Da heute des Wetter ja grade etwas besser war bin ich auch mal hin gefahren! Joa deine Beschreibeungen Treffens perfeckt deshalb will ich da auch keine großen Worte drüber verlieren, bis auf das ich es mir net ganz anschauen konnte weil da irg ne Tote Ziege den Weg versperrt hat ! aber wurscht ich denke aber das man da trotzdem nen weng was machen kann und wüsste nicht wer was gegen nen paar halzbaute da hätte! Solange man die gescheit befesstigt das die net irg penner verheizen dürfte des net so des Prob werden!
Hab auch ein paar Bilder aber daa ich Leider nur so eine Uralt Digi Cam zur verfügung hatte heute und da irg der macro-Modus drin war sind die alle nix geworden!  

Also vll komm ich ja dazu in den Pfingst-Ferien nen bsichen was da zu machen das des auch für nicht Ortsansässige was wird


*Edit* Versuche nächstens mal ne gescheite Cam zu bekommen


----------



## Trailsucker (28. Mai 2006)

nimm einfach mich mit. können wir ja irg wann ma machen. wenn ich dem wetterbericht glaube solls ******* werden.


----------



## cubdod (27. August 2006)

servus,  bin neu/quer oder wiedereinsteiger und wohne auch bei euch in der nähe (estenfeld), ab oktober wieder noch näher (gerbrunn) und wollte fragen, ob sich bei eurer spot-suche seit dem start des threats noch etwas getan hat? wir eiern in der gegend mit dem meinem bus rum und finden ausser höchberg auch nichts sonderlich tolles. wir komme ich denn in den bruch in winterhausen? wäre nett, wenn in noch ein paar infos bekommen könnte. grüße jan


----------



## MTB-News.de




----------



## psytroll (22. September 2006)

Zers, seid ihr inzwischen zusammen biken?
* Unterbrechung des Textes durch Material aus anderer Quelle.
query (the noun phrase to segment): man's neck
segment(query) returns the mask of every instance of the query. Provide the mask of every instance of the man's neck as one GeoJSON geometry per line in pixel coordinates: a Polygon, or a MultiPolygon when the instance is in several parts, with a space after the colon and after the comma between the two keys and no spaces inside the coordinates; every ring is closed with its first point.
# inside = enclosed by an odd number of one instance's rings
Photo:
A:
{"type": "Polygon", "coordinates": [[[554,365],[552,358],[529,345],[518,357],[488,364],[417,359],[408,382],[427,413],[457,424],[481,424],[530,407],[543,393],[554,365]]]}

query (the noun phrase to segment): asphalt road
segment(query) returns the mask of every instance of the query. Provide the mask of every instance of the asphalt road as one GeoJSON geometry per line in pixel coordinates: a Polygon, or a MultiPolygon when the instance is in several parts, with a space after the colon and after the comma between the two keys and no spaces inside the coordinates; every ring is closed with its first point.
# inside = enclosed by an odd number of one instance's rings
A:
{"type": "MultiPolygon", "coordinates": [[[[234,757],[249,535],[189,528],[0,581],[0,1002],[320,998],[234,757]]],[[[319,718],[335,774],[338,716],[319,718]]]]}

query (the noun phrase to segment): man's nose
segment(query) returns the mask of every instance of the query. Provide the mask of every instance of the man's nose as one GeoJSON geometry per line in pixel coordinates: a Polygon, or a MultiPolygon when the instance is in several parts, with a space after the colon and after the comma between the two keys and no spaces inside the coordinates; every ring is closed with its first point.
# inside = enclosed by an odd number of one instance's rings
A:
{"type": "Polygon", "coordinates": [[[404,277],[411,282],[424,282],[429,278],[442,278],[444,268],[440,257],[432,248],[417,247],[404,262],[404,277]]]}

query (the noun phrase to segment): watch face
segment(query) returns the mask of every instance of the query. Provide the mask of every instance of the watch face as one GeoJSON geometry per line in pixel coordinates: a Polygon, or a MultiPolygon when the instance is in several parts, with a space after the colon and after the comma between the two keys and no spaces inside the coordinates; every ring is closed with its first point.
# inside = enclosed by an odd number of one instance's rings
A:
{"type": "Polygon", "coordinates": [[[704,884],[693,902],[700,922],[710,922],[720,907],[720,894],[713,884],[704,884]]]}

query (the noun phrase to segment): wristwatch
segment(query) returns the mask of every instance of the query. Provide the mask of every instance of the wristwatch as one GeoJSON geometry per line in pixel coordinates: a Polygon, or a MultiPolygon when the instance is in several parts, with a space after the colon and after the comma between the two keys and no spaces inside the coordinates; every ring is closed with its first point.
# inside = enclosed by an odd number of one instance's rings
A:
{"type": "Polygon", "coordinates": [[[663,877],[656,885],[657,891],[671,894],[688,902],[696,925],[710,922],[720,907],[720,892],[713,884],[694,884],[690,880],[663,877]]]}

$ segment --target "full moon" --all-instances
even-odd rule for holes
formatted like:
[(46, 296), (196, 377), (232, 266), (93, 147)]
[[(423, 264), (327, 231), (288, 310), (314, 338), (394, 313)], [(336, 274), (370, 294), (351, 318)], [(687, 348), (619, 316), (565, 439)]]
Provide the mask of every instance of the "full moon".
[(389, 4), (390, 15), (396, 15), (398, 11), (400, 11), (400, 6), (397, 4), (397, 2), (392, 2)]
Ich komme aus Ochsenfurt und bin auch die ganze Zeit auf der Suche nach n paar geilen sachen hier in der Gegend. Jedoch noch Anfänger is sachen Dirten. Ich kenn mich mich zwischen Ochsenfurt und Eibelstadt auf der südlichen Seite ganz gut aus, doch zum richtig dirten gibts da auch net wirklich  
was. 
Interessant is evtl. der Sommerhäuser Steinbruch oder Lützelsgrund Bruch bei Eibelstadt/Theilheim da sind n paar krasse Drops. Aber erwartet nicht soviel wir sind hier in Unterfranken  

In Ochsenfurt gibts ne Moto Cross Strecke. Und es stöhrt 100% keinen wenn man da biken geht. 
Können uns ja ma treffen.


----------



## cubdod (23. September 2006)

ich kann mich ja ein paar tage vorher melden, wenn es abzusehen ist, dass wir bei dir in der gegend sind! hast du ein auto?


----------